Marion’s First Congregational Church hosted its third annual Soup Cook-Off with a variety of offerings from traditional clam chowder to more exotic versions like Brazilian salt cod chowder. There was roasted corn chowder, a vegetarian-style, and even a salmon chowder for the tasting and evaluating. Secret ballots were placed in waiting voting boxes after each tasting, but really everyone was a winner.

Not only were the attendees treated to the finest in soups, but there was also a table full of appetizers and another with beverages.

Prior to the partaking of the night’s main event, Rev. Sheila Rubdi gave the blessing.
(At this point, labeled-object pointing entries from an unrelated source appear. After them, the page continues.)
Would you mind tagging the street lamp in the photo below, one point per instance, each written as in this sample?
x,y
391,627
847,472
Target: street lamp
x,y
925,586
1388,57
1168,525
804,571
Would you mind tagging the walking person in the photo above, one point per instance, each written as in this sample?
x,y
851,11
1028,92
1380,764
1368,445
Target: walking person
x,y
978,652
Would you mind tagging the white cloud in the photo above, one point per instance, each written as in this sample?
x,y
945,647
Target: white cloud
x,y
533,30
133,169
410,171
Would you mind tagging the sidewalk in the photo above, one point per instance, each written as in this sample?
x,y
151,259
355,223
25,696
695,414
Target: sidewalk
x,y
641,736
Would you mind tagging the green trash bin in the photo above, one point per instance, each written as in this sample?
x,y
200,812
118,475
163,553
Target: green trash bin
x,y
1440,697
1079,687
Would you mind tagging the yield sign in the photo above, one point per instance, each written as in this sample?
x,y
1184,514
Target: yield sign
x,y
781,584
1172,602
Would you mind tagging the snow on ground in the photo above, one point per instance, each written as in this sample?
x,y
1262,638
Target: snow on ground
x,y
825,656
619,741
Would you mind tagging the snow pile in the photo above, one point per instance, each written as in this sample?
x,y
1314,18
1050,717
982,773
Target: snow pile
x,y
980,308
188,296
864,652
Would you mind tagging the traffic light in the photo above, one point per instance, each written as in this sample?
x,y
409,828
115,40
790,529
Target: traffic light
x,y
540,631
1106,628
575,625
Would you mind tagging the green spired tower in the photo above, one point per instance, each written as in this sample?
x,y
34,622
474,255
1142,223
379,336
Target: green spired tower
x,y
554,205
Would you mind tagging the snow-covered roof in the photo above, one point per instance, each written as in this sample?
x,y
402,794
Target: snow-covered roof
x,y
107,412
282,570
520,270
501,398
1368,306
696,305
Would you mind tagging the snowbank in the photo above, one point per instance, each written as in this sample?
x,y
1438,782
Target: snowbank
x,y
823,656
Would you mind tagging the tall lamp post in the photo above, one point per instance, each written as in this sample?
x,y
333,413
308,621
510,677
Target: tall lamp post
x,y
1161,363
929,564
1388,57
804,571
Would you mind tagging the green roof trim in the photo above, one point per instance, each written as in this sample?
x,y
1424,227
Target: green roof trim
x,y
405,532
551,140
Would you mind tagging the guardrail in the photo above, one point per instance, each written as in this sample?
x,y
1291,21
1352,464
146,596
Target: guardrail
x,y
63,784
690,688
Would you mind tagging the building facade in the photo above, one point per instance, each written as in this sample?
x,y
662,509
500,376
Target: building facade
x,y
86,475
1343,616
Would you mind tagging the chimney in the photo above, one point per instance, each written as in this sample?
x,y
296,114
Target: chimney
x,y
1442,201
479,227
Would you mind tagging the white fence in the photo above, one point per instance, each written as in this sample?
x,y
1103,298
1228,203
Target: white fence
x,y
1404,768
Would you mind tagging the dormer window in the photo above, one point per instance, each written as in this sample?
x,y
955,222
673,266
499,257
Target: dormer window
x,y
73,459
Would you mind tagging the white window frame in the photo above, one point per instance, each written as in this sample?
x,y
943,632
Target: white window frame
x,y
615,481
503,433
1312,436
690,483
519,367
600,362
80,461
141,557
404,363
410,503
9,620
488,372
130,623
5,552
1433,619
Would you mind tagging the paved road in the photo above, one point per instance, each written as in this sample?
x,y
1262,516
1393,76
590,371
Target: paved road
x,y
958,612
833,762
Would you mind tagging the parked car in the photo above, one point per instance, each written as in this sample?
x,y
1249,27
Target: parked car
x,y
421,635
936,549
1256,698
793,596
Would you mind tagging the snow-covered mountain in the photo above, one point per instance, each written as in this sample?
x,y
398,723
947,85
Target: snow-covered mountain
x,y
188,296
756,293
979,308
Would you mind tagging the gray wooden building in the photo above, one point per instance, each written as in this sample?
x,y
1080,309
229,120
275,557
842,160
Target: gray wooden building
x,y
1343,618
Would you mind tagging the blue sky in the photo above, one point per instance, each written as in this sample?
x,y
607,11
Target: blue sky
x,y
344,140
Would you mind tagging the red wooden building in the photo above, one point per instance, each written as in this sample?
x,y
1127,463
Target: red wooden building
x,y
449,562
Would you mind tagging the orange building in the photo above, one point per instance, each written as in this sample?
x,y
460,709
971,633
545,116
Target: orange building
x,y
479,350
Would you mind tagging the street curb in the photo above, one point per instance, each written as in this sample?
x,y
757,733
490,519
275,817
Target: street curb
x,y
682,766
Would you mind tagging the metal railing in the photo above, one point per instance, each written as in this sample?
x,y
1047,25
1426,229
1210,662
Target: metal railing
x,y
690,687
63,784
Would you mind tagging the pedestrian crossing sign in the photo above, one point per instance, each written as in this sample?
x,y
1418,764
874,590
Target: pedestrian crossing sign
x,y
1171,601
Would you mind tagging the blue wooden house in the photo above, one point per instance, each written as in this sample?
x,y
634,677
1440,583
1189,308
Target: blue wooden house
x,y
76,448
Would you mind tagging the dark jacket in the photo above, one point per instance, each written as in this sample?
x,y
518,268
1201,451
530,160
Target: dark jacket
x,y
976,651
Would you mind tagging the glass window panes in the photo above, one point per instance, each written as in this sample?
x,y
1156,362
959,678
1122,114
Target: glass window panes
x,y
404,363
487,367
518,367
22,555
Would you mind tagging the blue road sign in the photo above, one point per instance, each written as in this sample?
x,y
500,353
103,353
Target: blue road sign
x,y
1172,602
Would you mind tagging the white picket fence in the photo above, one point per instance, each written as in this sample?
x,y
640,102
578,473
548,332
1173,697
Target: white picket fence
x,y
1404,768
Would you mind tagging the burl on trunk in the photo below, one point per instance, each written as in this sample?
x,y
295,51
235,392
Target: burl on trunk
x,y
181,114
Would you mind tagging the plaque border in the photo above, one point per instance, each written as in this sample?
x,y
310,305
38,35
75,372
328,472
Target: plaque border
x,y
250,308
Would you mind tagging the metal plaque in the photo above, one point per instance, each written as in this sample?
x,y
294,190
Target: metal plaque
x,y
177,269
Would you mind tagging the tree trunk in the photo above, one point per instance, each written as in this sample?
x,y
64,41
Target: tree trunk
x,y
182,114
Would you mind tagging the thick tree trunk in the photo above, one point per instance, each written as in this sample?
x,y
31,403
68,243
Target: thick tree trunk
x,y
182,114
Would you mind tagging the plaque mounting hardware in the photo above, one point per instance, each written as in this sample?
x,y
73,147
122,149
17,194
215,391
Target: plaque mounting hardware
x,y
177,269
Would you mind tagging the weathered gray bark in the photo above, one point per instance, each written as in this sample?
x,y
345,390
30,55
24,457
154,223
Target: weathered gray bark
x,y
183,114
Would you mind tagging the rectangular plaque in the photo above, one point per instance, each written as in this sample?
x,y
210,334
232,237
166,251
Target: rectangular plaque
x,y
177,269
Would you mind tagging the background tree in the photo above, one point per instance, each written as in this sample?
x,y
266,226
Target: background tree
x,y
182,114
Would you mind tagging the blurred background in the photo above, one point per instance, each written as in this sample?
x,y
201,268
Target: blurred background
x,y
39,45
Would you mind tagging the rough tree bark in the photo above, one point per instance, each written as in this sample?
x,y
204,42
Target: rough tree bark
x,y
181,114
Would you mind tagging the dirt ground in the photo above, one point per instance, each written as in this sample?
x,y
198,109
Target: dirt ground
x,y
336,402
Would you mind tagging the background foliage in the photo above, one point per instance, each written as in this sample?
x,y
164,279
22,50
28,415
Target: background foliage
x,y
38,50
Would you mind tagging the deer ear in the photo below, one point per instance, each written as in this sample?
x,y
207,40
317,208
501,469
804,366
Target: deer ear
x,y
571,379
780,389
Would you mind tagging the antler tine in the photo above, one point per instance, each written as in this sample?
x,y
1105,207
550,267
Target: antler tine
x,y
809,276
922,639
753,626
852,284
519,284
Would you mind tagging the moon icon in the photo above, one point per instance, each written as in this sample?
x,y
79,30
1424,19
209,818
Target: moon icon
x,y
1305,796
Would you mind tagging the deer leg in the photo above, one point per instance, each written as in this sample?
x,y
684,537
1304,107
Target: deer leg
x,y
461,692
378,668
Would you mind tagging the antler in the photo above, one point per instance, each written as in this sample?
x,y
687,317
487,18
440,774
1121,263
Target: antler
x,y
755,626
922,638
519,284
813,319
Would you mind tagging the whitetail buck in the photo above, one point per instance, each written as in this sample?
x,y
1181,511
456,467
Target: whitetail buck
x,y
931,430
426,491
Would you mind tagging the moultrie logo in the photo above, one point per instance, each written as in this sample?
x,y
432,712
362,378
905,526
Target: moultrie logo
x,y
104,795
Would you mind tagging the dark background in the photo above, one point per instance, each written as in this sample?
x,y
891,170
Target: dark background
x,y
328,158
Three friends who attend Old Rochester Regional Junior High School – seventh-graders Kyla Horton, Julia Winters, and Michaela Mattson – had spent the morning together cooking up their entry of kale soup. As old friends from way back in their kindergarten years, they are also members of the church’s confirmation class. The trio took first place in the kale soup division, while Kelly Horton won with her chowder entry.

The committee members for this special event were Sally Cottrill, Lillian Snead, June Strunk, Horton, Sue Mattson, and Genie Keel.

Cottrill said that the cook-off is a celebration of good food and fellowship. Funds raised go toward various fellowship activities.

Throughout the evening, the group was entertained by the smooth tunes provided by pianist Truman Tirrell.